My aftermarket manuals did not specify the torque to use for the banjo bolt. I found a few references online that seemed to indicate about 16Nm, so I went with that and got a drip-free connection.

Now, I have less drag than when I started, but still more than has been normal for this bike. As mentioned, I have new flex lines on order and having looked at the somewhat incomplete caliper rebuild kits offered by BMW, I think I'll order one from Bevel Heaven as their kits appear to include the o-ring to seal the fluid passage between caliper halves and new pistons.

I'll pull the pads and check for damage. I don't think that the forks could get so out-of-line as to case brake drag - could they?
 
Well... it looks as if I was dealing with a double-whammy. Perhaps both problems were caused by the front tire change.

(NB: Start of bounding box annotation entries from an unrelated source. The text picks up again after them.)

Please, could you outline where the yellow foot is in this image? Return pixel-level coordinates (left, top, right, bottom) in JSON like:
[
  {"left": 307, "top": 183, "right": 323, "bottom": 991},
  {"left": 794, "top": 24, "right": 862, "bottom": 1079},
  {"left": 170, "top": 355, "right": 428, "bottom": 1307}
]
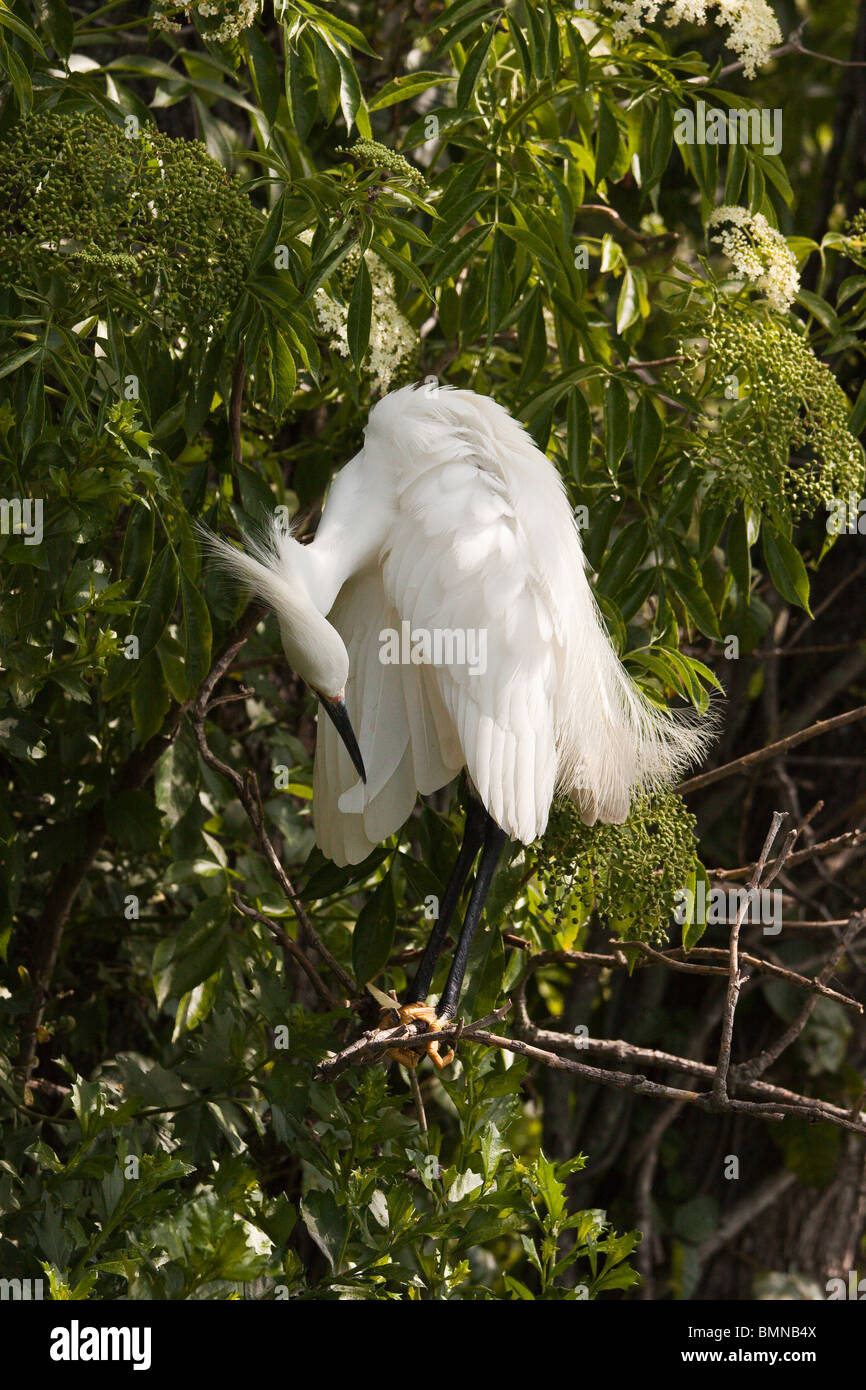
[{"left": 379, "top": 1004, "right": 455, "bottom": 1072}]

I had back-pressure in the brake system that appeared to be caused by a master cylinder with at least one clogged port. The tech may well have attempted to push the pads back to re-install the front wheel without having to loosen or un-bolt the calipers and that could have pushed some junk back up into the MC. As it turns out, the MC was a mess and needed replacing anyway. That solved the back pressure issue, but the brakes still dragged (less).

The first time I peered into the calipers, it was evening and I did not get as good a look as I should have. The dust boots for both outboard caliper pistons at the 6:00 mark had been pushed up from below and pulled out of the caliper bore and then folded back into it. That meant that there was a fold of rubber that was a bit proud of the piston surface, causing the pads to drag some even when the hydraulic pressure was off. I'd have to guess that during the wheel re-install, the edges of the disks got caught between the caliper body and the pad's backing plate.

I may want to have a quiet word with the tech next time I visit the dealership.

Given that I last split and overhauled the calipers about 165K ago, I've ordered a caliper rebuild kit from Bevel Heaven. Those guys also sell the hard-to-find O-ring that seals the caliper halves. And, I got the new Teflon coated aluminum pistons to go with the rebuild.